By Jim Ellis
Sept. 20, 2016 — The Reuters/Ipsos “States of the Nation” project finds Donald Trump taking a surprising 243-242 electoral vote lead over Hillary Clinton, but are the individual state projections reliable? Many news sources covered the weekend story, yet it appears that the R/I numbers leave much to be desired. In fact, they show several states going for a candidate either for the first time in this election cycle, or in a manner that other data fails to substantiate.
Reuters/Ipsos is using a huge pool of almost 16,000 respondents, which allows them to segment results for most states. They are also casting several turnout models, and then calculating various Electoral College scenarios based upon the percentage of individual voter groups expected to participate in the November election.
The model forecasting the one-vote Trump advantage features an overall 60 percent turnout ratio among eligible voters, 43 percent for all minority groups, 59 percent African-American participation, and 69 percent from Anglo males. Even with his Electoral College edge, the Reuters/Ipsos results still find Trump trailing Clinton in the national popular vote by a 40-45 percent margin, however.

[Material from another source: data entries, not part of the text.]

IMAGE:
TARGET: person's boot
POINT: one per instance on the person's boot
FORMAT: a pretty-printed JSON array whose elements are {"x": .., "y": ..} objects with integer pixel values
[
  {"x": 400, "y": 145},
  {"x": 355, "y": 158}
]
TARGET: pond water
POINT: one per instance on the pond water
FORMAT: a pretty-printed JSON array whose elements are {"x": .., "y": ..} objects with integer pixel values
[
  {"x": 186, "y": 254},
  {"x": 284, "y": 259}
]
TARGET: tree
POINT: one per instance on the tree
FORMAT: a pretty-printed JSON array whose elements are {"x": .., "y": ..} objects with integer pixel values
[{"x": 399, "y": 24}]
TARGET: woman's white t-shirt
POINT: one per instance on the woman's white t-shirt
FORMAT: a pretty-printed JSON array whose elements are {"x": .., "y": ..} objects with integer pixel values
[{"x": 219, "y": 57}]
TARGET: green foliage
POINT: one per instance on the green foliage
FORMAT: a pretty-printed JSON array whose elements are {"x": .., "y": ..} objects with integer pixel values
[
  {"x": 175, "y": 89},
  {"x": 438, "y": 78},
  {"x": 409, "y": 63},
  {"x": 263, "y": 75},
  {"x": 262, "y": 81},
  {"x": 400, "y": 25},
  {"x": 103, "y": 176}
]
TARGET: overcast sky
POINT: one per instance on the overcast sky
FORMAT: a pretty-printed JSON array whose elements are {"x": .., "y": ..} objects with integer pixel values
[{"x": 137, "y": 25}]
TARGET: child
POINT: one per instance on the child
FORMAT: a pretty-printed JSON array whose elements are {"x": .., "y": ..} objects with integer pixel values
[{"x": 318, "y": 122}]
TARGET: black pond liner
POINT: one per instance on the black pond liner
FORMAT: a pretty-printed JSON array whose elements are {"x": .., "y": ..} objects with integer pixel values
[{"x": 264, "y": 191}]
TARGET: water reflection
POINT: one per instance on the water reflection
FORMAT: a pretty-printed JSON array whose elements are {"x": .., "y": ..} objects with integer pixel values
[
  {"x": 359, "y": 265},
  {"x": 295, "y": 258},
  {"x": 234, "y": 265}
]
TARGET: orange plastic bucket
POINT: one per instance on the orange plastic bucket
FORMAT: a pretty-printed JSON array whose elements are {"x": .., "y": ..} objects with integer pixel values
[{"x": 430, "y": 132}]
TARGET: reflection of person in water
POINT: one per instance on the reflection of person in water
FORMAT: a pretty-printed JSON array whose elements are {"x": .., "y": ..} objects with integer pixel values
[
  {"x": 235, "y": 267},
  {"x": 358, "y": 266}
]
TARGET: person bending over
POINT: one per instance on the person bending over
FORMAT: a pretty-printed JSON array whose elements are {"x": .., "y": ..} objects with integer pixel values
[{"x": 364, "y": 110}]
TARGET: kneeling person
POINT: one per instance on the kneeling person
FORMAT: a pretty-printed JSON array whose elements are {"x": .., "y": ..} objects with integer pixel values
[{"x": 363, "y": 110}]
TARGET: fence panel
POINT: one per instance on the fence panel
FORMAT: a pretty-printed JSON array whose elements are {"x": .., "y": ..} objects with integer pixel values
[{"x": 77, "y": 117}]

Questionable conclusions occur in several states. First, addressing the entities where Reuters/Ipsos did not have a large enough respondent sample to determine a trend, several have a clear and decided voting history. Adding Democratic Rhode Island and the District of Columbia’s electoral votes to Clinton’s total would increase her share to 249. For Trump, all other polling data supported by a long vote history would yield both Alaska and Wyoming to him. This would add another six votes to the Republican’s national total, thus leading the adjusted national split to a 249-249 tie.
Additional Reuters/Ipsos states are completely out of whack with other published survey research. One state that suggests their data lacks credibility is Vermont. This heavily liberal and reliably Democratic state is actually placed in the Trump column. Colorado and New Mexico, both of which could split their votes between the parties, have been consistently for Clinton throughout this election. Yet, the “States of the Nation” survey awards the pair to Trump. Adding the combined 17 electoral votes from the three states to Clinton’s total, where they belong, and removing them from Trump would adjust the national count to 266-232, in the Democrat’s favor.
The other state that appears to be at odds with current trends is Ohio (18 electoral votes). Polls from last week clearly point to Trump holding a lead, but the Reuters/Ipsos data puts the Buckeye State squarely in the Clinton column. If we further adjust to place Ohio on the Trump side of the political ledger, the national count would then spin the Republican back into the lead, 250-248. In the adjusted scenario, three states worth a combined 40 electoral votes (Maine, Michigan, Pennsylvania) are too close to call.
Obviously, the Reuters/Ipsos national data appears to be flawed, but even this statistical model suggests that the race is unquestionably close. Still, attempting to factor in the three remaining toss-up states under their projection model, adding a Trump win in Pennsylvania to his 250 electoral votes would take him to 270, the bare minimum needed for national victory. Failing to carry the Keystone State, a Michigan/Maine Trump combination would also equal exactly 270.
A more realistic fully projected Electoral College count, based upon all available data, could reasonably end with Clinton winning the Electoral College with 272 electoral votes as compared to Trump’s 266. This outcome would find Clinton winning all of the 2012 Obama states with the exceptions of Florida (29 electoral votes), Ohio (18), Iowa (6), Nevada (6), and the 2nd Congressional District of Maine (1). This configuration leaves him four votes short and would award a close national victory to Clinton.